How can I teach my students the difference between a sequence and a series?

Question

Sequences and series are related concepts but differ extremely from one another. I feel that students in integral calculus frequently mix them up. Part of the problem is that:

1. Sequences are usually taught only briefly before moving onto series.
2. The definition of a series involves two related sequences (terms and partial sums).
3. Both have operations that take in a sequence and output a number (the limit or the sum)
4. Both have convergence tests for convergence (monotone convergence and squeeze theorem vs. root test, ratio test, etc.)

What methods can I use to teach students to distinguish between sequences and series? Specifically, methods that adress the above concerns.

Answer 1

I have no evidence to back this up, nor do I know how I could obtain such a thing. But I strongly believe this is a vocabulary issue, and I would like to see the term "series" phased out of usage in this context.

To many minds, "sequence" and "series" convey the same thing: a list of items. In modern parlance, we speak of a television series (a sequence of episodes) or a comic book series (a sequence of issues) or the World Series (a finite sequence of $n$ games where $4\leq n\leq 7$). Dictionary definitions for "series" cite everything but the mathematical definition, and even use all sorts of other mathematical terms like "group" or "number" or "set". No wonder students are confused! Only in math does "series" mean "sum of terms".

I am going to stop using this term, and instead refer to them as "infinite sums". It's exactly what they are, and it immediately triggers the fact that the terms are added, as opposed to being listed. I don't know whether this will solve the problem of students misunderstanding the differences between an infinite sum and its sequence of partial sums, but I know that this cannot possibly hurt their understanding.

Addendum: 11/6/2019: As the comments below describe, it surely is important for students to recognize that a term (like "series") may have a specific meaning in the context of mathematics that differs from its meaning in more colloquial contexts. So, I do not actually exclusively use the term "infinite sums" and avoid saying "infinite series". Instead, when this topic first arises in a calculus course, I show this very post to my students!

Answer 2

I second Andrew Sanfratello's answer—there's just no getting around the fact that technical terms have technical meanings which differ from their everyday meanings. And when I teach series, I start each class by writing "SERIES MEANS SUM" at the top of the board every day. (At one previous institution, I often taught in a room with several large boards, so I could easily keep that visible, in huge letters, for the whole lecture.) A silly gimmick, but it helped.

Answer 3

Mathematics is littered with terms that are commonly used in the real world that can mean very different things. Sequence and series are just two. Group, function, kernel, field, and ring are just some examples of terms that have very exact meanings in various mathematical areas, but are used colloquially in English very differently.

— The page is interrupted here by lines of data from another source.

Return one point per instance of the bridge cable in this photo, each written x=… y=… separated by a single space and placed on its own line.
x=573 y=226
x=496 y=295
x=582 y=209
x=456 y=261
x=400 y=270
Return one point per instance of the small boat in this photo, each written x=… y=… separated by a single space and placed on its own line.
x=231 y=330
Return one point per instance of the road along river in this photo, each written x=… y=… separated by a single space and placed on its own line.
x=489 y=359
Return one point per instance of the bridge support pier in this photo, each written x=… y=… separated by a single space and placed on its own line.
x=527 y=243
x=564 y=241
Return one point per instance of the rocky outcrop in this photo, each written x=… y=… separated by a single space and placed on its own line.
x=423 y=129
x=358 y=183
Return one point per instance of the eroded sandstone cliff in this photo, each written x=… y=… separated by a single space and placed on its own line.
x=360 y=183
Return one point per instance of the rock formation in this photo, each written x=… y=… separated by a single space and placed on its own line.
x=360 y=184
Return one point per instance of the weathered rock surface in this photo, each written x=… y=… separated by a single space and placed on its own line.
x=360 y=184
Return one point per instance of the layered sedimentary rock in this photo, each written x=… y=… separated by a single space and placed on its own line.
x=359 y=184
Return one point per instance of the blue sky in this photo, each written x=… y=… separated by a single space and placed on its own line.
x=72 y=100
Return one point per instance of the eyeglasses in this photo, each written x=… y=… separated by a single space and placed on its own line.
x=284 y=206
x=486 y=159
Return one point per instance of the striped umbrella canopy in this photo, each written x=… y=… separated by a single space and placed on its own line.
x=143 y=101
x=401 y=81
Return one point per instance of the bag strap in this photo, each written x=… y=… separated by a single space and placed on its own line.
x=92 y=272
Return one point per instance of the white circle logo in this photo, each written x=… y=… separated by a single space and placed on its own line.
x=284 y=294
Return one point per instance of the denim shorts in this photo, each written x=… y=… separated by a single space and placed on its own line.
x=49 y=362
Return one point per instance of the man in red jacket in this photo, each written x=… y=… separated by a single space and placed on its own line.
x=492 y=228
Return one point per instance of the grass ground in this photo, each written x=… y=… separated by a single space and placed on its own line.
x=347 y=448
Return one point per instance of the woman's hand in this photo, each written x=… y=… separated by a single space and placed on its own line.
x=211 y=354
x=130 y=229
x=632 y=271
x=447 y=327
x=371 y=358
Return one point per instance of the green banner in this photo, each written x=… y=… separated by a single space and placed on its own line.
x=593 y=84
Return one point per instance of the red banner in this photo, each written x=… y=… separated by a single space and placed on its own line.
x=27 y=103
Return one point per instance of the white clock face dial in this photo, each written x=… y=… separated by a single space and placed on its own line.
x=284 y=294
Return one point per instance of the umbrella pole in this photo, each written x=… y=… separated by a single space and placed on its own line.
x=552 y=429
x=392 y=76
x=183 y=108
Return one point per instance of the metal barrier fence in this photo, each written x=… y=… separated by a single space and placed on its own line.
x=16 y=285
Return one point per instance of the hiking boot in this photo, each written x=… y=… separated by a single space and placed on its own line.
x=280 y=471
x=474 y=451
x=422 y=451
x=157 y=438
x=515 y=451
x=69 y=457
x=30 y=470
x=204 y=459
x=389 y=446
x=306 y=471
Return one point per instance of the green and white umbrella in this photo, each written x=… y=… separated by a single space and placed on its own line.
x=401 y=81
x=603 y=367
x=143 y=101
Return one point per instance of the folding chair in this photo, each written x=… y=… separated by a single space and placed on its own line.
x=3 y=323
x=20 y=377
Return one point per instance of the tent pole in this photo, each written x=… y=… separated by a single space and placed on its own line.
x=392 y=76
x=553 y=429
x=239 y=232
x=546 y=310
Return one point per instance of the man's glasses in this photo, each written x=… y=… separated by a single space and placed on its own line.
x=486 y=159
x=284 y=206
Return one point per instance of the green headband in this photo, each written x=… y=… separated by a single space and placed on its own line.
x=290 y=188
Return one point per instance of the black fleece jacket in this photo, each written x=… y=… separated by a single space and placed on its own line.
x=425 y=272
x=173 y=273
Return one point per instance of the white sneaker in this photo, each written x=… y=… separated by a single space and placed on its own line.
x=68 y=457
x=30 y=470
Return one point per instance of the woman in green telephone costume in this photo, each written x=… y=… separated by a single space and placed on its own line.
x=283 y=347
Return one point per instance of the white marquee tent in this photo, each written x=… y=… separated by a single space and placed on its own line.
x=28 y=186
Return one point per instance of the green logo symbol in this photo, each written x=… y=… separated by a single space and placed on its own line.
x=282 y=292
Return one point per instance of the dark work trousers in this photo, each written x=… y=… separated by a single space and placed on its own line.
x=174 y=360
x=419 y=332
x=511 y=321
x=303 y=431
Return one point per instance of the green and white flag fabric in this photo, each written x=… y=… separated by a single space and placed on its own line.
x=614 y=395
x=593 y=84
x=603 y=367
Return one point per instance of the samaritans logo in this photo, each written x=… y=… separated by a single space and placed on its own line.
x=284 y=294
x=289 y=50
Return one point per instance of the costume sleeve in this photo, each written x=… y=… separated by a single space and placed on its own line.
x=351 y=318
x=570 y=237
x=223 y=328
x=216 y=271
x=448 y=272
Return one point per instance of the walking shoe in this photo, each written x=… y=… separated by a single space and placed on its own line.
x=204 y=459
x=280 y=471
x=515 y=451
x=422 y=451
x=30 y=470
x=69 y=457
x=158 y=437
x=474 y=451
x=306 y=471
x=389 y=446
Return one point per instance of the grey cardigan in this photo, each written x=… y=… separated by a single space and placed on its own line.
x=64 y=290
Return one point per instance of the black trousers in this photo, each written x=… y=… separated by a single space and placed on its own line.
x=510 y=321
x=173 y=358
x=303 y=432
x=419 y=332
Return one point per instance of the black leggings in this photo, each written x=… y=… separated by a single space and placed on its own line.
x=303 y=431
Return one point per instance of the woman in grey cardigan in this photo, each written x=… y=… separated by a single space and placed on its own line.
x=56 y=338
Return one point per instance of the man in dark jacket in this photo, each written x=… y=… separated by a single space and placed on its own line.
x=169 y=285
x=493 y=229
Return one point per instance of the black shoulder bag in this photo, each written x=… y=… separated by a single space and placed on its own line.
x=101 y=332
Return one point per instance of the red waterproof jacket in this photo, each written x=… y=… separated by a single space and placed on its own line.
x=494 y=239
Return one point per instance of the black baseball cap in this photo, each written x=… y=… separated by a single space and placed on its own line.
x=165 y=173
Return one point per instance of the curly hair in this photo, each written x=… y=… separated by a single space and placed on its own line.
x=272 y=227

If you can emphasize this idea, and the fact that sequence and series are two very exact definitions, I think you may find some more success.

Answer 4

I suggest that this is more than a problem in wording. In mathematics, many objects are introduced as a process (e.g. functions as "making a y out of a given x", sets as "taking things together") but later need to be used as an object (e.g. derivation of functions, sets of sets where the "inner" set must be perceived as an object (topology, measures)). This also seems the case here. Students maybe can see a sequence as a process, but not as an object. So the sequence of partial sums is too complex for their thinking as it includes infinitely many (finite) sequences. Quite often, "objects of objects" don't work with undergraduates: Operators in functional analysis (functions of functions), topologies (sets of sets), conditional statements in logic (statements of statements), ...

If you think this might fit your situation, have a look at this paper where APOS-theory which focusses on process-object duality is applied to series and sequences.

Answer 5

Historically it seems that "sequence" is the interloper. "Series" was used to denote both concepts going as far back as Wallis, usually with the qualifier "infinite"; sometimes "progression" is used to denote what we call a sequence. Our current use of "sequence" in the theory of series did not become common until later, perhaps around 1900, as did the prominence of the term "partial sum." In modern terms, one might say that a sequence or a series is simply a function $f \colon {\bf N} \rightarrow {\bf R}$ -- the same in both cases. I think the significance of these observations is that a sequence and a series are not (readily) distinguished by what they are. They are distinguished by how they are used. We speak of the "sum" of series and the limit of the "terms." The words "sequence" and "partial sum" began to be used, I suppose, to help clarify the intended use. You do not sum a sequence, and you do not find the limit of a series; but you do find the limit of the sequence of partial sums of a series. To me, the notion of a sequence and a series are intrinsically difficult to keep straight, the capital sigma being the main difference (or the plus dot-dot-dot).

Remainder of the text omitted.